I do not know that you are familiar with gatling tool but there is an index.html under the folder(a2-1446748547160), you can view the details from there if you would like.
I will be online for next 4-5 hours you can ask anything or want another load test with different parameters:

Hey Adrien, do you need any additional info?
Also I might found the reason about the really high load average?
I mean search.threadppol.type was cached. I guess this type is unbounded, this is why it generates almost 2K threads, I thought context-swtich might occupy cpu instead of search operation.

However, now, we have EsRejectedExecutionException, probably due to the fixed threadpool and queue size.
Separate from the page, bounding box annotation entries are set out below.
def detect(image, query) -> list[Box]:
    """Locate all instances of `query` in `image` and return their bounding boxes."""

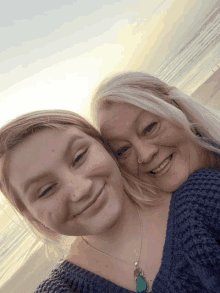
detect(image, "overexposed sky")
[0,0,217,126]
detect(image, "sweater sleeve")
[174,169,220,292]
[185,169,220,239]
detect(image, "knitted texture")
[35,169,220,293]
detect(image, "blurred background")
[0,0,220,293]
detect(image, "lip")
[147,153,174,177]
[77,184,105,216]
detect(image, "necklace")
[81,206,148,293]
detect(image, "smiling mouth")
[148,154,173,175]
[78,185,105,215]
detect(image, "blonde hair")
[91,72,220,194]
[0,110,160,255]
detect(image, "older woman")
[0,111,220,293]
[93,72,220,197]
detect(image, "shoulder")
[174,169,220,199]
[34,263,82,293]
[173,169,220,236]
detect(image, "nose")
[135,140,158,165]
[65,175,92,202]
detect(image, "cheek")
[119,154,138,175]
[160,127,186,147]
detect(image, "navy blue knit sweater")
[35,169,220,293]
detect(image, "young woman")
[93,72,220,196]
[0,111,220,293]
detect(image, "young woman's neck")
[83,196,142,253]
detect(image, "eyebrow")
[23,135,83,193]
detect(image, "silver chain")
[81,206,143,264]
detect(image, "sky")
[0,0,179,125]
[0,0,215,126]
I am still confused, does that mean that I need new machines if I still want to ngram?
Mehmet -

Wow, indeed cached is not a good type for the search threadpool, and 2k threads can easily cause issues with your scheduler. We recently changed thread pool types to not be updateable to avoid such problems: https://github.com/elastic/elasticsearch/pull/14367

The EsRejectedExecutionException tells you that you are sending more requests than Elasticsearch can handle: it means that not only all threads of the search thread pool are busy, but also that the queue is full. When this happens, you need to stop sending requests for some time so that some space is going to be made in the queue, and then start again. The same mechanism is used at index time when indexing too many documents concurrently.

so what is you suggestion about ngrams?
I am shocked actually and 2 possible ideads came up:

  1. everyone using ngrams adds machine to support huge loads.
  2. nobody cares more thatn 50rps
  3. I am really missing a point?

Have you checked gc graphs?
I saw some gc young activity during these loads is that normal?